Spark学习之4：SparkContext执行过程

最新推荐文章于 2022-05-04 08:39:59 发布

ktlinker1119

最新推荐文章于 2022-05-04 08:39:59 发布

阅读量1.6k

点赞数

分类专栏： Spark

本文链接：https://blog.csdn.net/ktlinker1119/article/details/45242845

版权

Spark 专栏收录该内容

20 篇文章 0 订阅

订阅专栏

本文主要讲述standalone模式下，应用程序启动后，创建SparkConf、SparkContext的执行过程。

在应用程序中，一般会先创建SparkConf对象，并作相应的参数设置，然后用该对象来初始化SparkContext对象。

1. SparkConf

SparkConf管理Spark应用程序的配置，参数以key-value形式表示。

class SparkConf(loadDefaults: Boolean) extends Cloneable with Logging {
  import SparkConf._
  /** Create a SparkConf that loads defaults from system properties and the classpath */
  def this() = this(true)
  private val settings = new ConcurrentHashMap[String, String]()
  if (loadDefaults) {
    // Load any spark.* system properties
    for ((key, value) <- Utils.getSystemProperties if key.startsWith("spark.")) {
      set(key, value)
    }
  }

如果loadDefaults=true，则会通过System.getProperties获取SparkSubmit设置的Spark属性参数。

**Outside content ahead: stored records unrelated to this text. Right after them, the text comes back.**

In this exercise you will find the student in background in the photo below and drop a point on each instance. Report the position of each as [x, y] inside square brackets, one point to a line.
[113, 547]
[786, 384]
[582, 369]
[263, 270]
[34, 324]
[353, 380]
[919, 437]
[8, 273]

所有的参数以key-value形式存储在ConcurrentHashMap对象中。

2. SparkContext

2.1 创建SparkEnv

  private[spark] def createSparkEnv(
      conf: SparkConf,
      isLocal: Boolean,
      listenerBus: LiveListenerBus): SparkEnv = {
    SparkEnv.createDriverEnv(conf, isLocal, listenerBus)
  }
  private[spark] val env = createSparkEnv(conf, isLocal, listenerBus)
  SparkEnv.set(env)

2.2 创建TaskScheduler

  private[spark] var (schedulerBackend, taskScheduler) =
    SparkContext.createTaskScheduler(this, master)

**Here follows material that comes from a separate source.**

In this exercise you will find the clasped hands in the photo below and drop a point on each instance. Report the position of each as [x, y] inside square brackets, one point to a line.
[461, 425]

2.2.1 SparkContext.createTaskScheduler

在standalone摸下执行：

  private def createTaskScheduler(
      sc: SparkContext,
      master: String): (SchedulerBackend, TaskScheduler) = {
      ...
    master match {
      ...
      case SPARK_REGEX(sparkUrl) =>
        val scheduler = new TaskSchedulerImpl(sc)
        val masterUrls = sparkUrl.split(",").map("spark://" + _)
        val backend = new SparkDeploySchedulerBackend(scheduler, sc, masterUrls)
        scheduler.initialize(backend)
        (backend, scheduler)
      ...
  }

（1）创建TaskSchedulerImpl对象，该类继承trait TaskScheduler；

（2）创建SparkDeploySchedulerBackend对象，继承结构：

（3）初始化 TaskSchedulerImpl，将backend设置为 SparkDeploySchedulerBackend ；

2.3 创建DAGScheduler

  @volatile private[spark] var dagScheduler: DAGScheduler = _
  try {
    dagScheduler = new DAGScheduler(this)
  } catch {
    ...
  }

2.4 启动TaskScheduler

  // start TaskScheduler after taskScheduler sets DAGScheduler reference in DAGScheduler's
  // constructor
  taskScheduler.start()

实际调用的方法是：TaskSchedulerImpl.start。

从此方法发起调用的流程：

图中涉及多个Actor之间的交互：

（1）DriverActor；

（2）ClientActor；

（3）Master；

（4）Worker；

（5）CoarseGrainedExecutorBackend。

所有的交互有ClientActor发起，ClientActor由AppClient创建。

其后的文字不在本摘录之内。